# lifegraph-json
**A tiny zero-dependency JSON crate that can beat `serde_json` by up to 3.78x on the `serde-rs/json-benchmark` corpus, and by ~6x on some structural parse workloads.**
`lifegraph-json` is a fast JSON value layer for Rust with **owned**, **borrowed**, **tape**, and **compiled-schema** paths.
## Why this exists
`serde_json` is fantastic infrastructure, but it optimizes for broad ecosystem integration and typed serde workflows.
`lifegraph-json` optimizes for a different target:
- **0 runtime dependencies by default**
- **fast parse-and-inspect flows**
- **low-allocation parsing**
- **wide-object lookup**
- **repeated serialization of known object shapes**
- a compatibility-focused `Value`-style API for easier swapping
If you want a small, fast, hackable JSON layer with aggressive specialized paths, this is the crate.
## Important compatibility note
`lifegraph-json` intentionally does **not** depend on `serde` by default.
That means some `serde_json` functionality is intentionally out of scope today, including typed serde-driven conversions and broader serde ecosystem integration. If you need things like:
- `from_str::<T>`
- `Serialize` / `Deserialize`
- `to_value` / `from_value`
- full serde ecosystem compatibility
then you should **keep using `serde_json`**.
If you want a **fast zero-dependency JSON value layer**, use `lifegraph-json`.

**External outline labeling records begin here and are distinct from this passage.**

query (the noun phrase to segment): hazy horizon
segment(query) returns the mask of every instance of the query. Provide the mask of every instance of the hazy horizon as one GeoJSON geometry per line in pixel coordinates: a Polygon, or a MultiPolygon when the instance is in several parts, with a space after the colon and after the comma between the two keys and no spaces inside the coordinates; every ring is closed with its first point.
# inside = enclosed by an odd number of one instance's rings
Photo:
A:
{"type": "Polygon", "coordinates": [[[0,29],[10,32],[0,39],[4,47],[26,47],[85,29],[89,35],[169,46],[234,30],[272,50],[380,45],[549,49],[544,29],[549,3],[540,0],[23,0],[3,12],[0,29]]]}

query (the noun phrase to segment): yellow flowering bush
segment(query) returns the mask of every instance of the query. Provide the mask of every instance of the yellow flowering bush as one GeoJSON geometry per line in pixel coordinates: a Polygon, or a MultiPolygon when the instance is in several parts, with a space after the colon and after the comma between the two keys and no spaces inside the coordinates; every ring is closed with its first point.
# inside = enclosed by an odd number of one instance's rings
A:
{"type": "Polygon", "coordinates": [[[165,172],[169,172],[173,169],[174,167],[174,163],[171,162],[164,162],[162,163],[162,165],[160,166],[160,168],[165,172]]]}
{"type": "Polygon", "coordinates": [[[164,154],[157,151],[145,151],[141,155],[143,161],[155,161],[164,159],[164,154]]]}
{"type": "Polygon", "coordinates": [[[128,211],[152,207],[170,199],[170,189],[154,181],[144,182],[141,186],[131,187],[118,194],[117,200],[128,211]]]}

## What feels drop-in already
`lifegraph-json` includes a growing compatibility-oriented API modeled after common `serde_json` usage:
- `Value`, `Number`, `Map`
- `from_str`, `from_slice`, `from_reader`
- `to_string`, `to_vec`, `to_writer`
- `to_string_pretty`, `to_vec_pretty`, `to_writer_pretty`
- `json!`
- `value["field"]` and `value[index]`
- generic `get`, `get_mut`, plus `get_index`, `get_index_mut`
- `pointer`, `pointer_mut`, `take`
- `as_str`, `as_bool`, `as_i64`, `as_u64`, `as_f64`
- `is_null`, `is_array`, `is_object`, `len`, `is_empty`, `sort_all_objects`
- nested mutable indexing like `value["a"]["b"] = ...`
- primitive comparisons like `assert_eq!(value["ok"], true)`
In practice this now covers most common `Value`-centric `serde_json` code paths.
## Quick migration sketch
```rust
// before
// use serde_json::{json, Value};
// after
use lifegraph_json::{json, from_str, to_string, Value};
let value: Value = from_str(r#"{"ok":true,"n":7}"#)?;
assert_eq!(value["ok"].as_bool(), Some(true));
assert_eq!(value["n"].as_i64(), Some(7));
let built = json!({"msg": "hello", "items": [1, 2, null]});
let encoded = to_string(&built)?;
# Ok::<(), Box<dyn std::error::Error>>(())
```
## Normalized benchmark snapshot
Benchmarked locally in release mode against the official [`serde-rs/json-benchmark`](https://github.com/serde-rs/json-benchmark) data corpus (`canada.json`, `citm_catalog.json`, `twitter.json`, commit `17b13dd`).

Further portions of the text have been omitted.